P just means that a deterministic Turing machine can solve it in a \(\bf P\)olynomial number of steps.
NP means a \(\bf N\)on-deterministic Turing machine can solve it in a \(\bf P\)olynomial number of steps.
A Turing machine is an infinitely long band of tape and a cursor with a counter. The tape consists of frames and each frame has a symbol. The symbol gives the cursor an instruction, such as move left or right, change the counter value, and write a symbol down on another frame. A deterministic Turing machine has at most one instruction in each frame, while a non-deterministic Turing machine can have multiple instructions in each frame. When the cursor hits a frame with \(n\) instructions, then it splits into \(n\) different cursors and they run each instruction independently of each other.

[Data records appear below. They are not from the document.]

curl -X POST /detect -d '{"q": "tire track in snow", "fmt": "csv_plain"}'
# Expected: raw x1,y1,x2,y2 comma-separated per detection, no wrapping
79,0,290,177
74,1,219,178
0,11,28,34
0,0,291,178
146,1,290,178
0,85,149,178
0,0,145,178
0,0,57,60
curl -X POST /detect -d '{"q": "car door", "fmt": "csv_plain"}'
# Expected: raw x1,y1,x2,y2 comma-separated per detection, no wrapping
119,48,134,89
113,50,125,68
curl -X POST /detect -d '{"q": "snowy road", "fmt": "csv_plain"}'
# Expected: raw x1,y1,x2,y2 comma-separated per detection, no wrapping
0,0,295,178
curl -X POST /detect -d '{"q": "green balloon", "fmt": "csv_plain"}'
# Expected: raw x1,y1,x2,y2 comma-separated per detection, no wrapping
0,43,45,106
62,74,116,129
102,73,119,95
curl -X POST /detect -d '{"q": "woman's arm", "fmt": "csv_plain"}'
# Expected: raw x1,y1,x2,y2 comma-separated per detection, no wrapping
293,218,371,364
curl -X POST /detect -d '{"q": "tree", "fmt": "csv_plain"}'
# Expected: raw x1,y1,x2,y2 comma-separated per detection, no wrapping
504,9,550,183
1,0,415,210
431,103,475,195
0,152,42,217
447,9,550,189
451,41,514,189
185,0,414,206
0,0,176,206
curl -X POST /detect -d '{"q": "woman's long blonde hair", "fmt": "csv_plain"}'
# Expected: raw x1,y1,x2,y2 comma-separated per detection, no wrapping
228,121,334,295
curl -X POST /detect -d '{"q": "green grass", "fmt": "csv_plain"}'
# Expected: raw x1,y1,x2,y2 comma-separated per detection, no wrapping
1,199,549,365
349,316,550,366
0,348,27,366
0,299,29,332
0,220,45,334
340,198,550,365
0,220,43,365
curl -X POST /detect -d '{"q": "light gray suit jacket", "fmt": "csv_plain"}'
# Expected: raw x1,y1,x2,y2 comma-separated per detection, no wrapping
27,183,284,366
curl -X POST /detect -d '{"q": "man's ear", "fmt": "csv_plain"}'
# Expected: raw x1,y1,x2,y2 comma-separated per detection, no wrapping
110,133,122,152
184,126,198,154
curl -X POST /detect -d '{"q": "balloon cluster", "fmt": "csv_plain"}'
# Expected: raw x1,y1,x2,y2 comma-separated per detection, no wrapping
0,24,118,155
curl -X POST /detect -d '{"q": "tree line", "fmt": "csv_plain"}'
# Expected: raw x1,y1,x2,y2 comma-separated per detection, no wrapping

You can think of a deterministic Turing machine as our current computers if they were to have infinite memory. When we're talking about these things, generally we're ignoring any limitations in RAM or drive. The main difference between deterministic and non-deterministic is that deterministic must commit to a single choice, while a non-deterministic execute all choices simultaneously to solve a problem.
The both machines have the same computing power, which is to say that if either one of them can solve a computing problem, both of them can. The issue is how many steps it would take to solve the problem. If we try to emulate a non-deterministic Turing machine, we have to keep a collection to hold the positions and counters of each cursor, and we would still have to execute their operations sequentially. It would be exponential increase in the number of steps.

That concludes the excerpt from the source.